For most of the last century, Hoboken’s population steadily declined from a high of 70,324 in 1910. By 1960, the number of residents dropped to 48,441. The town’s housing stock was visibly deteriorating. The maritime industries that once thrived at Hoboken’s waterfront and were a primary source of employment and tax revenue to the City had begun to leave for more modern facilities such as Port Newark-Elizabeth. Tenement buildings in Hoboken were crowded with many poor and working-class families.
In the 1970s, people from out of town, attracted to Hoboken’s turn-of-the-century architecture and neighborhood ambiance, began buying brownstones that were available at bargain prices. The City of Hoboken stepped up its building code-enforcement program. The City made three-percent loans available to homeowners to make improvements to their properties.
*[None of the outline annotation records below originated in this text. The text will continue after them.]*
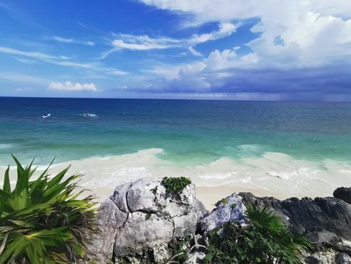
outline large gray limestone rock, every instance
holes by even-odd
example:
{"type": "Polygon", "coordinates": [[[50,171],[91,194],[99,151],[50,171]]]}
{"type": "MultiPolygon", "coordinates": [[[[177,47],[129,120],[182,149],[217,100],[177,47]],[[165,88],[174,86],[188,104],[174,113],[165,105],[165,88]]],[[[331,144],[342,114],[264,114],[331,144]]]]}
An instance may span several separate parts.
{"type": "Polygon", "coordinates": [[[201,231],[206,233],[227,222],[244,223],[246,206],[242,200],[241,196],[233,194],[220,201],[211,213],[201,221],[201,231]]]}
{"type": "Polygon", "coordinates": [[[92,241],[89,257],[106,263],[114,257],[147,252],[152,261],[163,263],[170,257],[168,243],[194,235],[205,213],[193,184],[174,194],[167,194],[160,181],[148,179],[119,186],[99,211],[99,233],[92,241]]]}

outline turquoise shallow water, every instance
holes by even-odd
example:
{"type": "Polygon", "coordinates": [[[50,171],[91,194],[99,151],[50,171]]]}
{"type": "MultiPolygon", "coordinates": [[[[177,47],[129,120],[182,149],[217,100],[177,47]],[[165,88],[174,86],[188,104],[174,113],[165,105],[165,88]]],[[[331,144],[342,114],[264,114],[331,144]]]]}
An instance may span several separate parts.
{"type": "Polygon", "coordinates": [[[10,153],[45,164],[151,148],[180,164],[266,152],[348,162],[351,104],[0,97],[0,165],[10,153]]]}

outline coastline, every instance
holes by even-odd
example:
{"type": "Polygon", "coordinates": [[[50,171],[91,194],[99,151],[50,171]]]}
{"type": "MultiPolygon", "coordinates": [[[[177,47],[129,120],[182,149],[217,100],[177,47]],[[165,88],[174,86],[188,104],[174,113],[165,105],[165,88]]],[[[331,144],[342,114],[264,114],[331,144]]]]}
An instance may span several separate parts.
{"type": "MultiPolygon", "coordinates": [[[[351,186],[351,164],[333,159],[319,162],[296,159],[282,153],[268,152],[241,159],[220,158],[212,162],[186,166],[160,158],[161,149],[132,154],[90,157],[54,164],[50,175],[72,165],[69,174],[84,174],[79,185],[90,189],[102,201],[114,188],[140,178],[190,177],[196,186],[197,197],[207,210],[232,193],[251,192],[257,196],[330,196],[341,186],[351,186]]],[[[37,174],[46,169],[39,165],[37,174]]],[[[6,167],[0,167],[4,175],[6,167]]],[[[12,183],[16,169],[11,167],[12,183]]]]}
{"type": "MultiPolygon", "coordinates": [[[[107,187],[99,187],[99,188],[92,188],[87,191],[87,194],[93,194],[96,196],[96,201],[98,203],[102,203],[106,200],[109,196],[113,194],[114,189],[114,188],[107,188],[107,187]]],[[[324,195],[325,196],[333,196],[333,191],[331,190],[330,193],[324,195]]],[[[195,186],[195,193],[196,198],[199,199],[202,204],[205,206],[207,210],[212,211],[215,208],[215,204],[225,198],[232,195],[234,193],[239,194],[240,192],[249,192],[254,194],[257,197],[274,197],[276,199],[284,200],[286,199],[291,198],[289,195],[284,195],[283,193],[274,193],[270,191],[259,189],[248,189],[242,188],[239,186],[195,186]]],[[[323,196],[320,195],[316,195],[315,196],[311,196],[308,194],[301,195],[296,195],[294,197],[301,199],[303,197],[310,197],[314,199],[318,196],[323,196]]]]}

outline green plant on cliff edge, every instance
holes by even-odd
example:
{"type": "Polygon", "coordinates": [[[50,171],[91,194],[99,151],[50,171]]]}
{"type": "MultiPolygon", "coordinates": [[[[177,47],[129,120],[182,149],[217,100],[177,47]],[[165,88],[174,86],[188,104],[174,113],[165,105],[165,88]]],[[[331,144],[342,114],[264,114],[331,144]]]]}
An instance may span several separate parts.
{"type": "Polygon", "coordinates": [[[168,194],[181,194],[184,188],[191,184],[191,180],[186,177],[163,177],[161,184],[168,194]]]}
{"type": "Polygon", "coordinates": [[[302,263],[302,253],[313,248],[267,208],[247,207],[247,226],[227,223],[208,234],[206,263],[302,263]]]}
{"type": "Polygon", "coordinates": [[[93,196],[73,194],[80,175],[65,177],[69,167],[53,177],[48,167],[31,180],[33,162],[23,168],[13,157],[16,186],[11,190],[8,167],[0,189],[0,263],[75,263],[85,254],[84,234],[94,229],[93,196]]]}

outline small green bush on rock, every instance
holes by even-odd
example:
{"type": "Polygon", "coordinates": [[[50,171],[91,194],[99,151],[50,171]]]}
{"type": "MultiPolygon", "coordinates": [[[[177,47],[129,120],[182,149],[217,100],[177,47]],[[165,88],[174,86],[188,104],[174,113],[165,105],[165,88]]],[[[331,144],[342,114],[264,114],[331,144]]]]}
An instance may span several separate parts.
{"type": "Polygon", "coordinates": [[[303,263],[302,253],[313,248],[267,208],[247,207],[247,226],[227,223],[208,234],[205,263],[303,263]]]}
{"type": "Polygon", "coordinates": [[[181,194],[184,188],[191,184],[191,180],[186,177],[163,177],[161,184],[168,194],[181,194]]]}

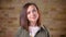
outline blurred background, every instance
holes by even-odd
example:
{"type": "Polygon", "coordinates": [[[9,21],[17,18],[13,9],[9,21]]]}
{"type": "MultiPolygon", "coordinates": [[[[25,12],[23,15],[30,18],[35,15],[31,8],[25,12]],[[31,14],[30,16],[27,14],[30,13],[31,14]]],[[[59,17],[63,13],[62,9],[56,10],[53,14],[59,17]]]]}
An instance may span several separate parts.
{"type": "Polygon", "coordinates": [[[66,0],[0,0],[0,37],[14,37],[26,2],[37,4],[51,37],[66,37],[66,0]]]}

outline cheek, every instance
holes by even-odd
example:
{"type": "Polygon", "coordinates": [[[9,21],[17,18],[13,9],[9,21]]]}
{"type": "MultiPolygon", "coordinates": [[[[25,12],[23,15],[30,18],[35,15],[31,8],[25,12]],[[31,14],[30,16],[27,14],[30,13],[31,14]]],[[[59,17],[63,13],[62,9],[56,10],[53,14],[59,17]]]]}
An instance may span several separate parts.
{"type": "Polygon", "coordinates": [[[30,18],[30,15],[28,15],[28,20],[30,18]]]}

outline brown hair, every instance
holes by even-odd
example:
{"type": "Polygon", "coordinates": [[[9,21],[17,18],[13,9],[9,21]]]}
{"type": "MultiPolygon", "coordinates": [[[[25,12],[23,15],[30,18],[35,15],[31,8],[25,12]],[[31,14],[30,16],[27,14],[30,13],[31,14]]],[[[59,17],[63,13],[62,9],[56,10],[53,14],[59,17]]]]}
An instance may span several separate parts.
{"type": "Polygon", "coordinates": [[[36,24],[37,24],[37,26],[41,26],[41,14],[40,14],[38,8],[36,7],[35,3],[26,3],[25,5],[23,5],[22,12],[20,13],[20,25],[21,25],[21,27],[25,28],[26,30],[29,30],[29,25],[30,25],[30,22],[26,16],[26,10],[30,5],[34,5],[37,9],[38,18],[36,21],[36,24]]]}

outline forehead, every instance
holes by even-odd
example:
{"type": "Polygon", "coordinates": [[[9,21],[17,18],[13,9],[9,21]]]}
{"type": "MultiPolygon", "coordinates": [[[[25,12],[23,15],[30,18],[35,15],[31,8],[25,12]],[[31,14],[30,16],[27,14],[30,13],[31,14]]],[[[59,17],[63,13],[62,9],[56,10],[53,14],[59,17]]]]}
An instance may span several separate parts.
{"type": "Polygon", "coordinates": [[[29,5],[28,11],[31,11],[33,9],[36,9],[36,7],[35,5],[29,5]]]}

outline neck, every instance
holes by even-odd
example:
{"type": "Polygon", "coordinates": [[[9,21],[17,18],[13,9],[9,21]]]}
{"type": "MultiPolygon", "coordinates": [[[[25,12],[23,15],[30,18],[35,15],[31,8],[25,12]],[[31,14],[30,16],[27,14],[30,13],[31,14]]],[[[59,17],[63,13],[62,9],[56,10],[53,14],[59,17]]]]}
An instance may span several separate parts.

In subsequent years, Hoboken’s real estate market steadily heated up. From a low of 33,392 in 1990, the population shot up to 60,419 by 2020. Today, real estate developers are claiming and building high-density residential projects on the last available parcels, thus accounting for Hoboken’s rapid population growth despite the reduced numbers of people per dwelling unit.
Hudson is the most densely populated county in New Jersey, which is the most densely populated state in the country. Hudson County also contains the four most densely populated cities in the nation: Guttenberg, Union City, West New York and Hoboken. According to the 2020 U.S. Census, Hoboken has 47,202 people per square mile, in fourth place behind the three other Hudson municipalities.
Hudson County continues to be the most diverse in New Jersey. Its population is 43 percent Latino, 29 percent non Hispanic white, 16 percent Asian and 15 percent Black. In the past five years, 43 percent of Hudson County residents were foreign born.